Wenn die Farben die Formen an sich reißen

Die Mehrzahl der Künstler in dieser Ausstellung bewegt sich in Zwischenräumen. Das war typisch für die Junge Malerei der 1990er Jahre. Sie ist abstrakt und doch gegenständlich. Obwohl die freie Linie dominiert, expressive Formen zufällig erscheinen und obwohl viele Werke ganz von der Farbe und dem gestischen Auftrag bestimmt sind, können wir den Gegenstand selten vergessen, als würden die Farben die Formen an sich reißen und Bilder und Zeichen in unserem Gedächtnis abrufen.

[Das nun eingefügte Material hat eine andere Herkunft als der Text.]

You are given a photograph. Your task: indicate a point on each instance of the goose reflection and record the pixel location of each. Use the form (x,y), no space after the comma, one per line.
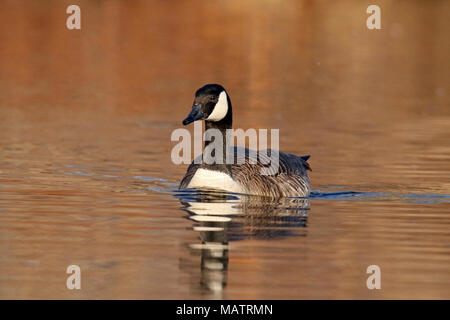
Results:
(222,218)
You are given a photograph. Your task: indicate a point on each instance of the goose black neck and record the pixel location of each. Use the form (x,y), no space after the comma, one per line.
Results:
(223,143)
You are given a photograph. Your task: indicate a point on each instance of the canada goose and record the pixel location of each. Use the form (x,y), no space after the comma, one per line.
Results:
(212,104)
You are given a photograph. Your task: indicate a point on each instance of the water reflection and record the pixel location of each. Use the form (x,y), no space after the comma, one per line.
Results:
(221,218)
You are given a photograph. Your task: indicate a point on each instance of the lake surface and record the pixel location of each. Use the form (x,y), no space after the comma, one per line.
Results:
(86,176)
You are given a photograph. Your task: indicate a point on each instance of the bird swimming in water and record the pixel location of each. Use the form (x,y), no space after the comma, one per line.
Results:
(212,104)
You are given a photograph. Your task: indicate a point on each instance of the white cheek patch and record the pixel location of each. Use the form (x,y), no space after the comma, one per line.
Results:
(220,109)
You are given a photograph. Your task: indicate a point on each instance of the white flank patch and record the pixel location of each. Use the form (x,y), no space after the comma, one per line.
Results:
(221,108)
(211,179)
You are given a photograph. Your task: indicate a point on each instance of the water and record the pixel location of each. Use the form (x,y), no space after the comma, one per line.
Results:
(86,176)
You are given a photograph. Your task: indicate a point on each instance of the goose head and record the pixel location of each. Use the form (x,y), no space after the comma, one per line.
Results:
(211,104)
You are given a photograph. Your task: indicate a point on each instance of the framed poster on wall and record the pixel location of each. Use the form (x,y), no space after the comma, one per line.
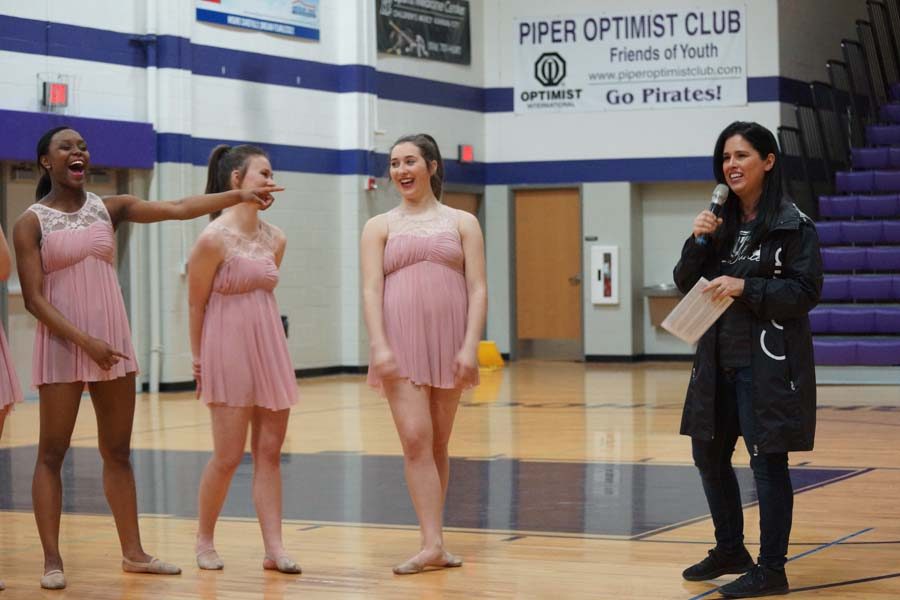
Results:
(604,274)
(429,30)
(297,18)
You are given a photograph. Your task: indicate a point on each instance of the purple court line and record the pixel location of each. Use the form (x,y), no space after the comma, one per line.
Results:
(801,555)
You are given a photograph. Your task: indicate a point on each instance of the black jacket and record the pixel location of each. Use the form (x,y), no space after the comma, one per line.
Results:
(785,288)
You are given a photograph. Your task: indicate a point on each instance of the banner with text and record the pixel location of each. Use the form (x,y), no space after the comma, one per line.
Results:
(298,18)
(429,29)
(672,58)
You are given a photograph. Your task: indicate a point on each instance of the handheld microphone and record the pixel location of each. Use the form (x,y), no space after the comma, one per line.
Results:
(720,195)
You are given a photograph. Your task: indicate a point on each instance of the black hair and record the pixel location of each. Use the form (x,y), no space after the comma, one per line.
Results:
(765,144)
(224,160)
(43,147)
(430,152)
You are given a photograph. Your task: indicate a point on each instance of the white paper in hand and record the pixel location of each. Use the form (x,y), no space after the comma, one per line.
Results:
(696,313)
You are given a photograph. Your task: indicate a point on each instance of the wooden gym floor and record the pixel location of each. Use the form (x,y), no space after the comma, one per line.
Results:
(568,481)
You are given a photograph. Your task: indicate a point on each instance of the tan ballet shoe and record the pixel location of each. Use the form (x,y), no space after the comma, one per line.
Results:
(53,580)
(411,567)
(154,567)
(209,560)
(282,564)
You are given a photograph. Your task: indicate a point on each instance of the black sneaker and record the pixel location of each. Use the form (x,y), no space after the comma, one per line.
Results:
(758,581)
(718,563)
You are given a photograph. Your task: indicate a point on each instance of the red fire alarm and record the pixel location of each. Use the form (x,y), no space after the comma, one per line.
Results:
(466,153)
(56,94)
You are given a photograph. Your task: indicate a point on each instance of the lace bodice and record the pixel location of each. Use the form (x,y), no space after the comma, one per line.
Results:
(92,211)
(442,220)
(261,246)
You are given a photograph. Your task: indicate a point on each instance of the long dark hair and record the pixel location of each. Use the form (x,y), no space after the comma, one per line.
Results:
(763,142)
(430,152)
(224,160)
(43,147)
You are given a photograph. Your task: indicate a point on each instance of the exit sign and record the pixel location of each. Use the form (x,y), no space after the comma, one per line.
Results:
(56,94)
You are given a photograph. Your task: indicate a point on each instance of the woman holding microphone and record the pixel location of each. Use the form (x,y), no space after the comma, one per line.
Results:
(753,374)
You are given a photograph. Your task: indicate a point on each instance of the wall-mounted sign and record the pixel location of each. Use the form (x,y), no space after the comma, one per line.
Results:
(55,94)
(604,274)
(631,60)
(298,18)
(429,29)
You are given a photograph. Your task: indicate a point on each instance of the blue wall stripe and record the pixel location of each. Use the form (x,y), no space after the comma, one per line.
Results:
(130,145)
(119,144)
(682,168)
(84,43)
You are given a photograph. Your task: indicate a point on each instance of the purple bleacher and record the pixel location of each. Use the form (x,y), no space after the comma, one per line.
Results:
(887,320)
(829,233)
(878,352)
(881,205)
(891,112)
(883,135)
(836,207)
(890,232)
(887,181)
(850,181)
(870,158)
(843,259)
(873,287)
(852,320)
(836,287)
(820,320)
(834,352)
(861,232)
(883,258)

Mit der Ausstellung „Herzflattern“ wird ein Querschnitt von der Vielfalt und Eigenständigkeit künstlerischer Handschriften in der Malerei der 1990er Jahre in Berlin veranschaulicht. Entdeckungen sind bei vielen Bildern zu machen: Originalität der Idee bei den einen oder die narrativen und abstrakten Umsetzungen bei den anderen, oder einfach nur das Abenteuer der Erfindungen. Betrachten Sie jedes Kunstwerk der Ausstellung als eine schöpferische Untersuchung seiner eigenen Instrumente. Mit jedem Kunstwerk wird auf die bisherige Wirklichkeit der Kunst angespielt und zwar hinsichtlich ihrer möglichen Überschreitung. In den 1990er Jahren haben sich die zwei unterschiedlichen Kunsttraditionen bewusst oder unbewusst aufeinander bezogen, das hat letztlich auch dazu beigetragen, das eigene Selbstverständnis zu stärken.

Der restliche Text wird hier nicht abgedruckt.